What is in this article?:
- Kin relationship affects plant defense
- Volatile cues
- Plant kin have distinct advantages when it comes to plant communication.
Ecologist Richard Karban of the UC Davis Department of Entomology studying kin relationship in sagebrush.
For closely related kin, they snipped stem cuttings (clones), potted them, and then returned the pots to the field. They determined relatedness “by using microsatellites that varied among individual sagebrush clones.”
The result: “Plants responded more effectively to volatile cues from close relatives than from distant relatives in all four experiments and communication reduced levels of leaf damage experienced over the three growing seasons,” they wrote. “This result was unlikely to be caused by volatiles repelling or poisoning insect herbivores.”

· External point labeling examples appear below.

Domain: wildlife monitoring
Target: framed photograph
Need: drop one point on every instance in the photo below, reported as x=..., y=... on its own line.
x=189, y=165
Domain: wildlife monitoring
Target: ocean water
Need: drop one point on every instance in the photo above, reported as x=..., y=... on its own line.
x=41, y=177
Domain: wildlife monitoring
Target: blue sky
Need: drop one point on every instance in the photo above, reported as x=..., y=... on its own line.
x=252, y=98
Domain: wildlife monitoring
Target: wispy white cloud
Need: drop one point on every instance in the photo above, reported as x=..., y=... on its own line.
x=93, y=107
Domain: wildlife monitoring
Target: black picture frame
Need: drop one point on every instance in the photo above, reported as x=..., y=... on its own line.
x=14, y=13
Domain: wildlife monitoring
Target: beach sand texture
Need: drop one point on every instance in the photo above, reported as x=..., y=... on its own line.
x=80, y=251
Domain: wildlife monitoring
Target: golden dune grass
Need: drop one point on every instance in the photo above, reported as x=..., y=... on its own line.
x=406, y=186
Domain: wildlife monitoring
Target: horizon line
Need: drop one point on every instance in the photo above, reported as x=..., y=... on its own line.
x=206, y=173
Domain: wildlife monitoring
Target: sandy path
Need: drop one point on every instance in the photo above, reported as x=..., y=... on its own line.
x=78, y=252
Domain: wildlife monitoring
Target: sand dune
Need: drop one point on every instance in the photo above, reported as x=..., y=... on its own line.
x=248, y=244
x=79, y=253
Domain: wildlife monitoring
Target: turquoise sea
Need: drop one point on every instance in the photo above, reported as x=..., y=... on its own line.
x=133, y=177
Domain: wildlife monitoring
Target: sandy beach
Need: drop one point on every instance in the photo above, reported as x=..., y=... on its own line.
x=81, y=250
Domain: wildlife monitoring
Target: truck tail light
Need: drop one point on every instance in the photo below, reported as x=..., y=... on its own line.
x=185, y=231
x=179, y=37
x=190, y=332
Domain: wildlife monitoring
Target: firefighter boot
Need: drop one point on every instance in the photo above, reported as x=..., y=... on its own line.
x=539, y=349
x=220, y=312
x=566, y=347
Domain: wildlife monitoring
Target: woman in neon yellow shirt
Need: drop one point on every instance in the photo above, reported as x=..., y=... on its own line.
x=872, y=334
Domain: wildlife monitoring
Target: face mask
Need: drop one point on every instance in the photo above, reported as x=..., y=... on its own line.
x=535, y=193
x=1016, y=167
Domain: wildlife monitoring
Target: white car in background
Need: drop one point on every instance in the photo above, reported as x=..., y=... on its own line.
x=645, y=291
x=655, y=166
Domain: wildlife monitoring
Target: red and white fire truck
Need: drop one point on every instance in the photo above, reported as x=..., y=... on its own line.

Karban, who has studied plant communication among the sagebrush at the site since 1999, likened the plant communication to neighbors “eavesdropping.” They “hear” the volatile cues of their neighbors as predators damage them.
Plants do communicate, Karban said. A basic form of plant communication occurs when it is being shaded and it responds by moving away. “Some definitions of communication require that both the sender and receiver benefit by engaging in the behavior,” the researchers wrote. “Sagebrush is a long-lived perennial, making estimates of the costs and benefits of communication difficult although plants that responded to volatile cues from damaged neighbors experienced greater survival at the seedling stage and greater production of new branches and inflorescences over 12 years.”
Karban said that the volatiles released by “experimentally damaged plants are highly variable among individuals.”
“In the future we plan to examine this chemical variability to determine which chemicals are active as signals and why they exhibit so much variability,” Karban said. “Ultimately, we would like to be able to understand the chemical nature of the volatile cues, how plants use them to communicate, and whether as agriculturalists, we can control host plant resistance to herbivores.”
The work was supported by grants from the Japan Society for the Promotion of Science (JSPS) and the U.S. Department of Agriculture.